Here are some of my notions, premises, and observations regarding being an artist and a maker of book art:
- Although my art was originally a home-made 'pornography,' in the late 1980's and early 1990's, what I added to it my annotations, musings about trying to read them as ciphers undermined, bypassed the purely pornographic aspect of it. The visual esthetics of my drawings also transcended any simple notion of 'pornography' in fact, obfuscated it completely.
- I could see my anger in my art. I am slow to rage. What is tamped down in me has found its venting here: grappling with aspects of selves in me, identities I scarce acknowledged existed. The many tableaus and panel illustrations (comics) were surprises to me. Meanings elusive seemed plain looked at one way, but read another told me something very different.
- Decades of donating my art to the Kinsey Institute and to other archival libraries in Manhattan seem to me documentations of entanglement, a record of my grapple with what I've perceived as transgressing social, religious and legal issues. I was also getting a glimmer of how I bought into cliche stereotypes that there was a kind of bigotry to what I'd bought into. Being turned on was one embarrassment, but accepting as given what I ought to have reviled was something else. Hard to explain. Not just about promiscuity, but how lust chooses sex partners, gender preferences. Insidious. In the world outside, men are coming out. Declaring their 'identities.' Who you are is decided by the gender role of whom you court desire. Layers and layers of denial to cut through. Evasions galore, discoveries which I never thought had anything to do with me! And then, on being faced down by friends who knew me, refuting their discoveries as their (friendly) psycho-therapeutic take on what my art really means!
To good friends (not my enemies) the meaning of my art was plain and obvious.

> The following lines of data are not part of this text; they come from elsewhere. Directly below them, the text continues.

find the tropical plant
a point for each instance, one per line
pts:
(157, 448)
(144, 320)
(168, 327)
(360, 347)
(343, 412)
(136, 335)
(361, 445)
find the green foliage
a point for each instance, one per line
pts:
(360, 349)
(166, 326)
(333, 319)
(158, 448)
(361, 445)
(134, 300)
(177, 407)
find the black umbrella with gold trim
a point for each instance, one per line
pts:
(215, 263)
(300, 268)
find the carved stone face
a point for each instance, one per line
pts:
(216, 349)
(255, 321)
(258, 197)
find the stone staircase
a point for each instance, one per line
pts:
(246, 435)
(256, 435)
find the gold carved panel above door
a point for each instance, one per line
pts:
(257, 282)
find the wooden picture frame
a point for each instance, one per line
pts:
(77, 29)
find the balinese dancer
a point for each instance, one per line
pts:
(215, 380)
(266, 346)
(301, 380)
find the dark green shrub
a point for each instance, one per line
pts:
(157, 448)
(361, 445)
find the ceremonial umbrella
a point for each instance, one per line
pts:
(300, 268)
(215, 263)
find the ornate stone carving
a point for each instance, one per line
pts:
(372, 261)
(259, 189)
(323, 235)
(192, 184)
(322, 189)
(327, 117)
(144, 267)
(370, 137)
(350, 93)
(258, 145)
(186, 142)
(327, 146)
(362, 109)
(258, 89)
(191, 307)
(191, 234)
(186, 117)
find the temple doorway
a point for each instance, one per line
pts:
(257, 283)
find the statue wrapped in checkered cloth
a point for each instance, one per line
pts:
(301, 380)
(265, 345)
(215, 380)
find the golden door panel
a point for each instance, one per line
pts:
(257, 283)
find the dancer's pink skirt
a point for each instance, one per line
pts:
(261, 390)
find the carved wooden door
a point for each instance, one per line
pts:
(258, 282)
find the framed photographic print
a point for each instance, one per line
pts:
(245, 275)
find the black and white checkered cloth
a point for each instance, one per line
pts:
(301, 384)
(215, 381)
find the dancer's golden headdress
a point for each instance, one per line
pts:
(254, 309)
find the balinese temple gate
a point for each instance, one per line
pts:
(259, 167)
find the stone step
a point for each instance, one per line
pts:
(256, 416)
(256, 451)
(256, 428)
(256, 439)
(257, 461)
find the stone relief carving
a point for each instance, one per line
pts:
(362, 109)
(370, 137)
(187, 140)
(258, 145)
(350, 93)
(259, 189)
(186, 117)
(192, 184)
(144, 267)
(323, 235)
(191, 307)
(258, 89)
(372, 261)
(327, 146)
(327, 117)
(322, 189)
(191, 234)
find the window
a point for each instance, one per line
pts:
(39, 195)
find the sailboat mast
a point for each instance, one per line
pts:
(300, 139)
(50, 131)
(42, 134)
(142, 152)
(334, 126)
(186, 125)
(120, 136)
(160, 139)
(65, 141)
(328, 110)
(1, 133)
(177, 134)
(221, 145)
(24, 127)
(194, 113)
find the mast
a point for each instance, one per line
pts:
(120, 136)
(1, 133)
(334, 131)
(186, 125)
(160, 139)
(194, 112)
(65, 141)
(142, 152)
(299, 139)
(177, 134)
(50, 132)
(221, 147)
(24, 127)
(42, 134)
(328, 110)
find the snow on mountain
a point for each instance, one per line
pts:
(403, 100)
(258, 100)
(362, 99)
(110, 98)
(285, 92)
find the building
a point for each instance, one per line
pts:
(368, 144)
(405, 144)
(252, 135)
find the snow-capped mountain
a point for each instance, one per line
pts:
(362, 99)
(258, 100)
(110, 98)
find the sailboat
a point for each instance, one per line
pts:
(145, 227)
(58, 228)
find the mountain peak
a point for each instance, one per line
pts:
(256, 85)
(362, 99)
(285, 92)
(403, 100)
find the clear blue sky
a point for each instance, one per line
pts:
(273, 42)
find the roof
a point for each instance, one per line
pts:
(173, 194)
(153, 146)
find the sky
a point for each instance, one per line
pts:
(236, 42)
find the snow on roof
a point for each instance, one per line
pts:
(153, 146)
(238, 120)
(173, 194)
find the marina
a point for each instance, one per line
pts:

I witnessed my work transcending all my and their incomprehension. If it were only about societal or sexual polemics. I'm grateful it was not. Quicksand. Ever-shifting. At rock bottom, it was the artist's esthetic miraculously prevailing. As simple as that.
The esthetic embodied in these drawings, the sheer delicacy and energy and calligraphy, the tactility and physicality of those pen lines! Its holistic spatiality! I was aware of having danced dances and performed them very beautifully indeed. I loved these things I'd made. My appreciation of them only deepened over time. It was something quite other and made no reconciling with the adolescent worrying as how it could be misread, misinterpreted, who shuddered with dread and worried what the neighbors or his family would do and say if they saw this stuff. (They would simply never be given the chance.) It would not be said I was some homo pornographer, or risk disgrace with my family and those of my in-laws. Nor cause my loving wife and daughter that sort of horror show!